5 books on personal and public health by UVA authors
From individualized guides to sleep and nutrition to treatises on health care, these works explore some of the ways a person or community can be healthy.
The Sleep Solution: Why Your Sleep Is Broken and How to Fix It (2017) by W. Chris Winter (Col class of ’95, Res class of ’00)
The Sleep Solution isn’t a reference book, writes author Chris Winter, but rather a “complete process for understanding and overhauling both your sleep and the way you think about sleep.” He draws on nearly 25 years of experience in neurology and sleep medicine to offer readers a deeper understanding of the many factors affecting their sleep, including circadian rhythms, insomnia and sleeping pills. Peppered with lighthearted footnotes and anecdotes, The Sleep Solution helps readers see sleep as a “powerful driver of human behavior” and establish personalized schedules and habits.

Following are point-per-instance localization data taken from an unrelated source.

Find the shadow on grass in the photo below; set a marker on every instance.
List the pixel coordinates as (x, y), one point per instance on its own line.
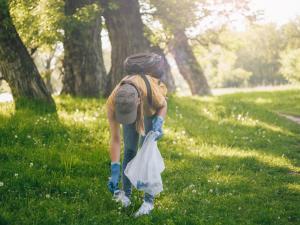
(236, 124)
(227, 190)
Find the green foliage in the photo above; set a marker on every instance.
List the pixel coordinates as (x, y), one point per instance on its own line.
(83, 17)
(229, 160)
(290, 61)
(291, 34)
(39, 23)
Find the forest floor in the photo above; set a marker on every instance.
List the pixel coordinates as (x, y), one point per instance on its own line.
(230, 159)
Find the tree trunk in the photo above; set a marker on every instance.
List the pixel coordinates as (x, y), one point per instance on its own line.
(167, 79)
(188, 65)
(16, 65)
(84, 71)
(126, 34)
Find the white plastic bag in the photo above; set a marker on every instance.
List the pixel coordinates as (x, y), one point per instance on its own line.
(145, 168)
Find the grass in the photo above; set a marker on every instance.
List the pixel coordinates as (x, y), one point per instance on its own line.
(229, 160)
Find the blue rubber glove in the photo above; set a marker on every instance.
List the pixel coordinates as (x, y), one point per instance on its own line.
(157, 123)
(114, 179)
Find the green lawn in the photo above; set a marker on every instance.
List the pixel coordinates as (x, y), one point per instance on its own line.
(229, 160)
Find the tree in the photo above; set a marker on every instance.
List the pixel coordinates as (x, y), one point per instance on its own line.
(290, 68)
(175, 22)
(127, 36)
(179, 17)
(84, 71)
(17, 66)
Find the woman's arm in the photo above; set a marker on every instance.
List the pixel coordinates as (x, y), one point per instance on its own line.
(115, 139)
(163, 110)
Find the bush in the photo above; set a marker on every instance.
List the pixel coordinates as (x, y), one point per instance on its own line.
(290, 62)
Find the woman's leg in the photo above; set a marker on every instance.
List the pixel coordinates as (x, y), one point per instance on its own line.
(131, 138)
(148, 127)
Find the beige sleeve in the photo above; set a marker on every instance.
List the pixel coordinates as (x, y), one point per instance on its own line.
(110, 103)
(159, 92)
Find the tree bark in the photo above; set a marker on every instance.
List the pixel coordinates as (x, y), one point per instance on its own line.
(126, 34)
(84, 71)
(187, 64)
(167, 79)
(16, 65)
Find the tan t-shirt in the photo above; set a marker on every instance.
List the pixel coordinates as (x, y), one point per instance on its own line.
(159, 93)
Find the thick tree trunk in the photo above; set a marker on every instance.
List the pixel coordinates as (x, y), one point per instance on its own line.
(126, 34)
(84, 71)
(16, 65)
(188, 65)
(167, 79)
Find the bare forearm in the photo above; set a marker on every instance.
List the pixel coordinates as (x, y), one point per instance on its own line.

Veggie Smarts: A Doctor and Farmer Grows and Savors Eight Families of Vegetables (2025) by Michael T. Compton (Med class of ’97)
“We all know that we should eat more vegetables,” writes psychiatrist Michael T. Compton in Veggie Smarts. “It’s one of the most doggedly nagging dietary concerns, and, relatedly, health concerns, of so many of us.” A farmer and self-proclaimed “vegetable snob,” he focuses on eight distinct families of plants, including brassicas (cruciferous veggies like broccoli and Brussels sprouts) and nightshades (“fruit vegetables” like tomatoes and peppers). The goal? To help readers enhance dietary selections “for a highly diversified, mostly plant-based way of eating that promotes physical and mental health.” Along the way, he shares scientific facts, like why onions make us cry and what’s really going into “plant-based” meat alternatives.

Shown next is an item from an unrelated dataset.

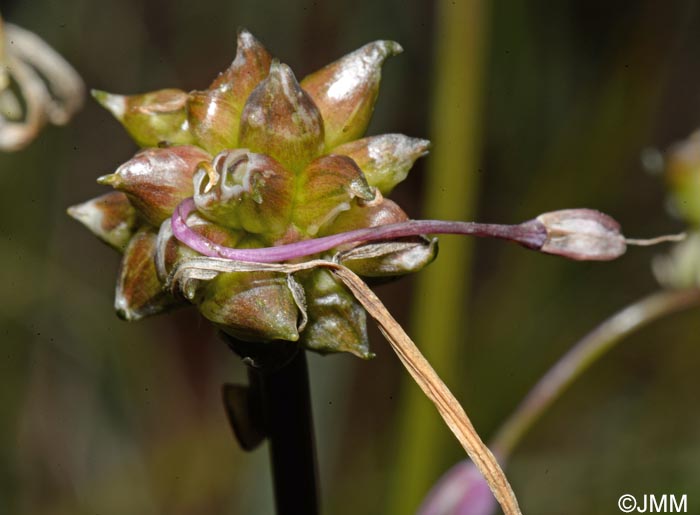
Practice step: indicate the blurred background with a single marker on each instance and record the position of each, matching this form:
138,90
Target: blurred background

The Case for Universal Health Care (2019) by David Colton (Educ class of ’97)
According to retired health care administrator and professor David Colton, universal health care “has been characterized as a communistic overreach of government that leads to socialized medicine.” He seeks to change that narrative by analyzing systems in other developed nations like France and Japan and laying out a proposal for the U.S. He describes how an American system could be organized, what services could be provided, and how it could be funded. In addition to an economic case for universal coverage, he also makes ethical and moral ones based on the philosophy of the common good.

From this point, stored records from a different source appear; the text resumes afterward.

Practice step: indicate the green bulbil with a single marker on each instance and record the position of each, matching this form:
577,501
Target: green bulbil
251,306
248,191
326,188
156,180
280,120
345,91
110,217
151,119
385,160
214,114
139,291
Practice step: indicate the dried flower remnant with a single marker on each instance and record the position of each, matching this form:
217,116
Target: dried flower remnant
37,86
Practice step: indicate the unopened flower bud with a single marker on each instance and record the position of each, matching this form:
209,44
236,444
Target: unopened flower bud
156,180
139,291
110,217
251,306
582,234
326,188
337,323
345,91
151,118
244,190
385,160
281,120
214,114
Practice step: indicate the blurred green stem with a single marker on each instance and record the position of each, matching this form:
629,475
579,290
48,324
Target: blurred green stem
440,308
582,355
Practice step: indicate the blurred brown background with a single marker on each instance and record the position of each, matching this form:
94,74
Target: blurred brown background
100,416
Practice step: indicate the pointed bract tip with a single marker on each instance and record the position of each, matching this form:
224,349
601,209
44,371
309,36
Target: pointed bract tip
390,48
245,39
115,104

Bulletproofing the Psyche: Preventing Mental Health Problems in Our Military and Veterans (2018) by Kate Hendricks Thomas (Col class of ’02) and David L. Albright
This anthology argues that “bulletproofing the psyche”—that is, providing psychological resiliency skills training—improves mental health for military personnel and veterans. Professors and veterans David L. Albright and the late Kate Hendricks Thomas co-edited the book, combining stories from fellow veterans with neuroscientific and psychological research. They highlight the importance of somatic protocols, a method that seeks to rewire the brain and nervous system after trauma. “We hope this book contributes to the larger community efforts that support healing,” write Albright and Thomas, who died in 2022. “We also hope it motivates a new emphasis on mental fitness training.”
Caring in Context: An Ethnography of Cancer Nursing in India (2024) by Virginia LeBaron (Nurs class of ’96)
Cancer nurse and UVA nursing professor Virginia LeBaron details the nine months she spent at an Indian hospital observing how advanced cancer is managed when resources like pain medications are unavailable. The goal of the resulting book, she writes, is to “make the reality of nursing in a country such as India personal and real” and to highlight “how most of the world experiences cancer.” LeBaron challenges the reader to think more deeply about health care inequity across the world and ask, “How could things be different?”